Port Authority approves $235M in toll, fare & fee increases
Fares and tolls will increase to cross the Hudson River tunnels and bridges, take the PATH or get to Newark Liberty International and other area airports by taxi or ride-sharing service, under a proposal approved Thursday by the Port Authority of New York and New Jersey.
In all, the changes are expected to cost commuters an additional $235 million a year, said the Port Authority’s chief financial officer, Libby McCarthy.
- Starting Jan. 5, cash tolls at the authority’s bridges and tunnels will increase by $1, to $16. It will increase by $1.25 for E-ZPass users to $13.75 in peak hours and $11.75 in off-peak hours. The carpool discount is being eliminated. Bus tolls would have scheduled increases over five years.
- Starting in October 2020, an airport access fee will be charged, though not at the $4 rate that had been originally floated. The fee will be $2.50 for pick-ups and drop-offs by for-hire vehicles such as those available through Uber and Lyft, or $1.25 for pooled ride-shares. Taxi passenger will pay a lower rate and only on pick-ups: $1.25 starting in 2020, then increased to $1.75 in 2022.
- AirTrain fares will increase from the first time since the lines were introduced in 2005 at Newark Liberty and 2003 at John F. Kennedy International Airport. Starting Nov. 1, the fare will be $7.75, rather than $5.50.
- PATH fares will not increase for single-ride tickets, which cost $2.75. But the multi-trip discount will be scaled back from the current level of $2.10, changing to $2.50 starting Nov. 1 and then $2.60 starting Nov. 1, 2020.
After the initial fare and toll increases, they will also rise regularly to keep pace with inflation – not necessarily every year, but every time pent-up inflation would amount to a $1 rise.
Port Authority officials said the increases are the first in five years and necessary to help fund both operating costs and support the 10-year capital plan, which was increased by $4.8 billion to a total of $37 billion Thursday, including more spending on Newark’s Terminal A replacement, now estimated to cost $2.7 billion, and more spending on a new AirTrain line at Newark, a $2 billion project in all.
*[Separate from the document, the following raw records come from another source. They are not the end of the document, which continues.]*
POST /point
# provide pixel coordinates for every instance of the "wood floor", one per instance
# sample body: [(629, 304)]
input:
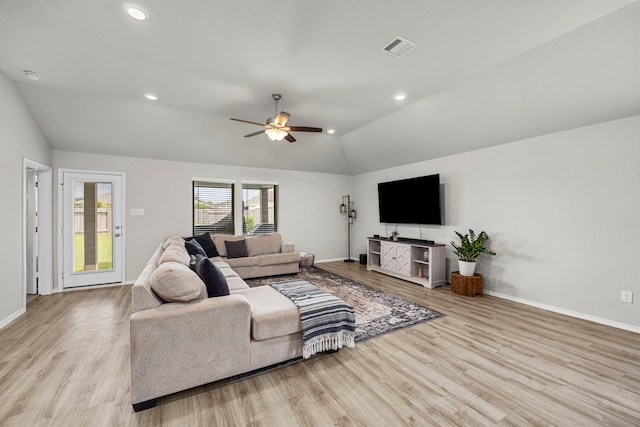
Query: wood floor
[(488, 362)]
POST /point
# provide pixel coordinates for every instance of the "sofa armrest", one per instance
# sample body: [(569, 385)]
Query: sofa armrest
[(178, 346), (287, 247)]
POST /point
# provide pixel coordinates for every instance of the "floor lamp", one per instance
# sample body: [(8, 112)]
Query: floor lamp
[(348, 208)]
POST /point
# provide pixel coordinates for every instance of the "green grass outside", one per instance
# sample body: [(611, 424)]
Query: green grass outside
[(105, 259)]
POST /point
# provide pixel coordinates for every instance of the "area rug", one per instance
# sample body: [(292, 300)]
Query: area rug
[(377, 312)]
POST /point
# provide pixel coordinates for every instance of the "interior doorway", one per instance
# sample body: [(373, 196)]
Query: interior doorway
[(37, 230)]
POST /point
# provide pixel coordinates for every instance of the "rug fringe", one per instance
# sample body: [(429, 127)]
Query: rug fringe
[(328, 343)]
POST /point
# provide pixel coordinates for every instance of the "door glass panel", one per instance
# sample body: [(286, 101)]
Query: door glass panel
[(92, 226)]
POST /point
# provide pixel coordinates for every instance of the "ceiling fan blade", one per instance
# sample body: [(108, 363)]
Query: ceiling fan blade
[(282, 118), (247, 121), (254, 134), (305, 129)]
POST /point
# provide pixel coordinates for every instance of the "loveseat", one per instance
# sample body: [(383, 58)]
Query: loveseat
[(181, 337), (261, 255)]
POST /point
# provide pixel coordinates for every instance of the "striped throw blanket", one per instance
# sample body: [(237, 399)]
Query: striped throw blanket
[(328, 323)]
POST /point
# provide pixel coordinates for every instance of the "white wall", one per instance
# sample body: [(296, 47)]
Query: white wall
[(562, 211), (308, 211), (19, 137)]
“When you talk about the airports, and you talk about the ports, when you talk about the bridges, and all of those areas, if you want a world-class facility and you want a safe facility, we have to pay for that,” said Port Authority board chairman Kevin O’Toole.
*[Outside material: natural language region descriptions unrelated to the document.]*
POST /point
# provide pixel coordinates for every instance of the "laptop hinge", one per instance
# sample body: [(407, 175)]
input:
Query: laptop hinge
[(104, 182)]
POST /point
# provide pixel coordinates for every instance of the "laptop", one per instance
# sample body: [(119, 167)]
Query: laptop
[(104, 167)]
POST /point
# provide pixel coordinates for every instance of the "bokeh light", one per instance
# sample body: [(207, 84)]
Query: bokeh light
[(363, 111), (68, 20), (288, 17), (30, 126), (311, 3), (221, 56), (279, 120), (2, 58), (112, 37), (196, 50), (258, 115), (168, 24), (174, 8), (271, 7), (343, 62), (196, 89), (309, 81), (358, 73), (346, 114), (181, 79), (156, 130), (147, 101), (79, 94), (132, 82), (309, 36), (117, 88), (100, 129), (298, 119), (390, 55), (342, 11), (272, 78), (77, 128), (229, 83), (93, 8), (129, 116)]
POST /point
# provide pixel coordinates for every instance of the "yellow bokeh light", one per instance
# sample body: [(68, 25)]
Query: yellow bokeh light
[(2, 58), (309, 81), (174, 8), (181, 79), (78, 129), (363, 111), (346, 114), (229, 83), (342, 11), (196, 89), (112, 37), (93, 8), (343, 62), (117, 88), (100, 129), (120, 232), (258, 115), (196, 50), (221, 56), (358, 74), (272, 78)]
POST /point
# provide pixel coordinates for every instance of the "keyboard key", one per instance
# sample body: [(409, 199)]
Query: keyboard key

“We recognize that any increase, every increase, is not popular. We recognize that it’s painful. We don’t want to impose increases. In fact, we go to great extent to get most of our revenue from business partners – not from tolls, not from fares,” said executive director Richard Cotton.
Two-thirds of Port Authority revenues come from sources other than tolls and fares, Cotton said.
“But we must on the other hand support investment in what are aging legacy facilities. Our infrastructure facilities are simply subpar. They need to be improved. If we’re going to get to 21st century infrastructure facilities, there must be funding,” Cotton said.
In addition to scaling back the planned airport access fee, the Port Authority changed its original proposal by maintaining the number of bridge crossings a person would have to take to qualify for a discounted toll at three, rather than raise it to 10. The toll is going up, though, by nearly 65 cents.